Apr 2, 2012
The State of Michigan and the City of Detroit are pushing an attack on Detroit’s city workers. The attack will be used as a battering ram on all public workers in the state – and the country.
Claiming Detroit is in a financial state of emergency, Governor Rick Snyder has been using the threat of an Emergency Manager to force both a financial “consent agreement” on the city and a contract reopener on all city workers.
When they took a look, city workers discovered that a number of the contract proposals were being forced on them by new laws passed by Michigan legislators in this last year. The legislature passed laws directing all public entities to set definite caps on wages, health benefits, and pensions – and to do away with pensions for all new hires, replacing them with accounts like 401(k)s. So, all the contract concessions that Detroit city workers are seeing will be seen by ALL public workers in Michigan when their next contract expires – as dictated by a pack of new state laws.
Not only that, but one new state law basically forces public workers to accept the last offer made by their employer – or they won’t have any pay increases or healthcare after the contract lapses! No extensions will be allowed.
The city’s debt wasn’t caused by what the city paid to its workers and retirees – it was forced on it by the state and the banks.
For the past ten years, the state has underpaid its revenue sharing obligations to the cities by 4.2 billion dollars. It underpaid by 499 million in just this past year. Detroit, as Michigan’s largest city, lost the most money from the state.
Cities had to scramble – especially poor and working class cities, which saw jobs and tax revenues drop in the same period. Like Detroit, many of them turned to loans from the banks.
They got roped into loans with big balloon payments, like the adjustable rate mortgages that forced so many homeowners into foreclosure in recent years. Now, these cities – including Detroit – are faced with the same problem as the homeowners. They owe more and more money to the banks, just because – they owe money to the banks. And the banks are demanding their money.
The banks are finding more ways to dump debt onto Detroit. In the last couple weeks, two debt rating agencies, Moody’s and Fitch – basically arms of the banks themselves – downgraded Detroit’s debt. Why? Because it owes lots of money to banks. And what happens when Detroit’s debt is downgraded? It owes MORE money to the banks: Fitch says Detroit owes a 50-million-dollar “termination payment,” while Moody’s added another 350 million dollars!
State treasurer Andy Dillon, a Democrat, admitted his main concern is the banks in a meeting last week. He said, “The review team cannot do anything that would jeopardize Detroit’s bond rating.” So, the bond holders – the banks – are the important ones in this situation, not the people. The bondholders must be paid!
Just like in Greece, in order to reward the banks, attacks are being pushed on the laboring population. As city workers are being attacked, services and conditions in the city worsen – all city residents are being attacked.

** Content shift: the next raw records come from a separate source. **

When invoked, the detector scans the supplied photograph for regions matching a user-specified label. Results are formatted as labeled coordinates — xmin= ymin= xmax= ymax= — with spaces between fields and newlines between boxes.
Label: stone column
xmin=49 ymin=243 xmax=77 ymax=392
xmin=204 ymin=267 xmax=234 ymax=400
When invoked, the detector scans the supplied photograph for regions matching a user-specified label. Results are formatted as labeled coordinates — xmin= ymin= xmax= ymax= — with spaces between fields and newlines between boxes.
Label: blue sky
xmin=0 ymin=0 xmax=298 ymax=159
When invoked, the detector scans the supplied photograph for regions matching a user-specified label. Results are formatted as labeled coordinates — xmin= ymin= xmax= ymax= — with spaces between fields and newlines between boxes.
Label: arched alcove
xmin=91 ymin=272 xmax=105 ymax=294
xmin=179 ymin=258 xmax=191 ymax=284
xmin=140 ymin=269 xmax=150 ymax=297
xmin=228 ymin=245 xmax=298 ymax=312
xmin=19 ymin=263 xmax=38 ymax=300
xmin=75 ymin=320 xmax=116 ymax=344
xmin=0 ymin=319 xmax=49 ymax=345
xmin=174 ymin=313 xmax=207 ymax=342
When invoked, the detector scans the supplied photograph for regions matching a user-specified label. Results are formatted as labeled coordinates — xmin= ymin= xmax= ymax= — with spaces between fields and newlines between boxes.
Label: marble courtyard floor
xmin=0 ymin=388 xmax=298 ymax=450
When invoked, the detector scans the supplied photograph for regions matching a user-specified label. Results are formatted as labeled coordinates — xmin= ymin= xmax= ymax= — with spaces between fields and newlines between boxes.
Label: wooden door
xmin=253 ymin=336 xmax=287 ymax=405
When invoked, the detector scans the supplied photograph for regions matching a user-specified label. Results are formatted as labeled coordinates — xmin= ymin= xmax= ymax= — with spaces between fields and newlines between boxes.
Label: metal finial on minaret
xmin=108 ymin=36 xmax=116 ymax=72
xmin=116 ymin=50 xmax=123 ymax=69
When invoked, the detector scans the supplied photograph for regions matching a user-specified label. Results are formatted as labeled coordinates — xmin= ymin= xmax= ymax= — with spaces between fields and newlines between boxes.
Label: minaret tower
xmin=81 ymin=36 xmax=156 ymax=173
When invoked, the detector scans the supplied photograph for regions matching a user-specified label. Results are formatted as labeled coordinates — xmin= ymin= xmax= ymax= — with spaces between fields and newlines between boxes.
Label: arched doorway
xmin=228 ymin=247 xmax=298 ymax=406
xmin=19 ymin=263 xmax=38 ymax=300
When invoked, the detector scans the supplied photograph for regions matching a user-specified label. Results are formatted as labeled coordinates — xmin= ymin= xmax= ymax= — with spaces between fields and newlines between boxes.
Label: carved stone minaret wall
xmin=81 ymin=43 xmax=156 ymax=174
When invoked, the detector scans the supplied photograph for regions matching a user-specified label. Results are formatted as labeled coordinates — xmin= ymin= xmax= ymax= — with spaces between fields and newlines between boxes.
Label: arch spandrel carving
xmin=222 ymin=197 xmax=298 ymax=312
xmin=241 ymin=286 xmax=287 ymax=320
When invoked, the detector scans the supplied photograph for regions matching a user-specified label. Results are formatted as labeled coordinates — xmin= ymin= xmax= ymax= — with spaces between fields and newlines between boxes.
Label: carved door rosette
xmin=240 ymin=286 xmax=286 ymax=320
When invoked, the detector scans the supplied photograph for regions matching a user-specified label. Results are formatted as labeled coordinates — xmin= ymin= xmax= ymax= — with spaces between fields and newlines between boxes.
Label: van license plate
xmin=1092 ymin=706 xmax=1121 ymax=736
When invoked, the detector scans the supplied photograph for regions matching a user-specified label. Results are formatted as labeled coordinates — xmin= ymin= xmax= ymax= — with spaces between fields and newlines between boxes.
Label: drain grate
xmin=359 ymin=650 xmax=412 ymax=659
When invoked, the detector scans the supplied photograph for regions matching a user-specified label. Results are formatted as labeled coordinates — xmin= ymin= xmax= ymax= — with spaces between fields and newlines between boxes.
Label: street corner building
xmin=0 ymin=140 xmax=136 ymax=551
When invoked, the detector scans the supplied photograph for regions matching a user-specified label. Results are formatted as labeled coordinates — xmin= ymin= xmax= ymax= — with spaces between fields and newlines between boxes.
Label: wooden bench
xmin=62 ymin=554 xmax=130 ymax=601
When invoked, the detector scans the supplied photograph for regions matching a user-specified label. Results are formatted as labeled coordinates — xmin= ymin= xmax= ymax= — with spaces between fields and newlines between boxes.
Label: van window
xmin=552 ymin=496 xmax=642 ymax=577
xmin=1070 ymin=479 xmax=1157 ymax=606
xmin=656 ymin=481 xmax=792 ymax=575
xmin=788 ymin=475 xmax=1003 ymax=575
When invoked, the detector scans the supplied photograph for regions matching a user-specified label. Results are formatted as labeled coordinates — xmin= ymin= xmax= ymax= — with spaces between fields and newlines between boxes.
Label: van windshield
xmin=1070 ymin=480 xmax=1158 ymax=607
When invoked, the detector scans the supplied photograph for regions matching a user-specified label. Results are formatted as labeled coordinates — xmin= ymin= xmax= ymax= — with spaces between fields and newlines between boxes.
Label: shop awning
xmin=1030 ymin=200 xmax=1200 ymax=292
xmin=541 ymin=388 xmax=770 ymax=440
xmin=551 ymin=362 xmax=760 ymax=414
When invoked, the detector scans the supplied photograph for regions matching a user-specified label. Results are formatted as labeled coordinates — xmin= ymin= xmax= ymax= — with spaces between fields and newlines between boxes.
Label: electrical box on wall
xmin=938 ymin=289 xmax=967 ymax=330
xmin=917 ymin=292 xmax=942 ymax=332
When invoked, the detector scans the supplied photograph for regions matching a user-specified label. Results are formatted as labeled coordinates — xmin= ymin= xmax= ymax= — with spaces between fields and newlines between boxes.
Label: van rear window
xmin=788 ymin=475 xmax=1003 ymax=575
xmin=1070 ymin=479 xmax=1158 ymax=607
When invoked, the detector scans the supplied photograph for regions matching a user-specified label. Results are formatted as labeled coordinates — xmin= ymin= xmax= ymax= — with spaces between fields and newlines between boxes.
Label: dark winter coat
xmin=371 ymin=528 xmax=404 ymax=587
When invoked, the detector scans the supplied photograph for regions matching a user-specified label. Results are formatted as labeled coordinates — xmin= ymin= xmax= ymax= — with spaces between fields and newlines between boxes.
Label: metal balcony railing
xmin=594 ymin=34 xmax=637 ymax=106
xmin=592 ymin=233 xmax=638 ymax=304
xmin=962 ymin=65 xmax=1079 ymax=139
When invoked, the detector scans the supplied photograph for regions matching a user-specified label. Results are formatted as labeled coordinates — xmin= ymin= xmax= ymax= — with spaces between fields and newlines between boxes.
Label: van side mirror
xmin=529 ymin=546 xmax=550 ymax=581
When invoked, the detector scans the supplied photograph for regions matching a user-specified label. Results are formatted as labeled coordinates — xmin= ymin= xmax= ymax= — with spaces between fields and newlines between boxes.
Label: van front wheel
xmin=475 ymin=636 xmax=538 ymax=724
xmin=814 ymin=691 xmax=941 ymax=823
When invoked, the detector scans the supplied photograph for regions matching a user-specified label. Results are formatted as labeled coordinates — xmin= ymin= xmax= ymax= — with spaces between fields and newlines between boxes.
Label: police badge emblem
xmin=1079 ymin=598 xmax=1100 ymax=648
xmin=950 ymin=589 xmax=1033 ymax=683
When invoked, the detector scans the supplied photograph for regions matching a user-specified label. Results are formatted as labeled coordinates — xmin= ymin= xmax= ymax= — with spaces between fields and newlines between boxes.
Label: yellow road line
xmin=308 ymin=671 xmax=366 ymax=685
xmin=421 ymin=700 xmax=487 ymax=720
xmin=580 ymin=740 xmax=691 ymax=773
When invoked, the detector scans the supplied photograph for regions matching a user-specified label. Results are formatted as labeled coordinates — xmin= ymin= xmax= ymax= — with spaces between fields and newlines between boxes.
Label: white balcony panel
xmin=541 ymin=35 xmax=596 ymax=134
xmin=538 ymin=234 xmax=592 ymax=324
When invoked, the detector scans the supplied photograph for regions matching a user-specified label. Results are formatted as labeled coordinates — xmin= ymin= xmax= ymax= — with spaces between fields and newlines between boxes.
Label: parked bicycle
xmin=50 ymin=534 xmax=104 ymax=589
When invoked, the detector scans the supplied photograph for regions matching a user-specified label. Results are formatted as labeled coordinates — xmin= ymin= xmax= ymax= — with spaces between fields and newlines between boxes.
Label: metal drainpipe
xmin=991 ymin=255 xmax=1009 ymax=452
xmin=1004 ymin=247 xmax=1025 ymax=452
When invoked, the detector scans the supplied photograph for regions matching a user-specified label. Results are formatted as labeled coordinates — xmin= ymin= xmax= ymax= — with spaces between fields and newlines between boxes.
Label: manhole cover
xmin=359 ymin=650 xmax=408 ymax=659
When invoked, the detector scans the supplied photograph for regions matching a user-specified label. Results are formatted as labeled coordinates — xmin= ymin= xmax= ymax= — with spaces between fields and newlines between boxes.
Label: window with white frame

Snyder, Dillon, and Detroit officials plan to leave Detroit city workers and residents with nothing – to feed the greed of the banks.
In Europe, the attacks the banks started in Ireland and then spread to Greece have turned into attacks on the standard of living of working people throughout the continent.
It’s the same here. What’s being pushed in Detroit is only the beginning of what the politicians and the banks plan for the whole state. And we’re already seeing variations of it in cities and states across the country.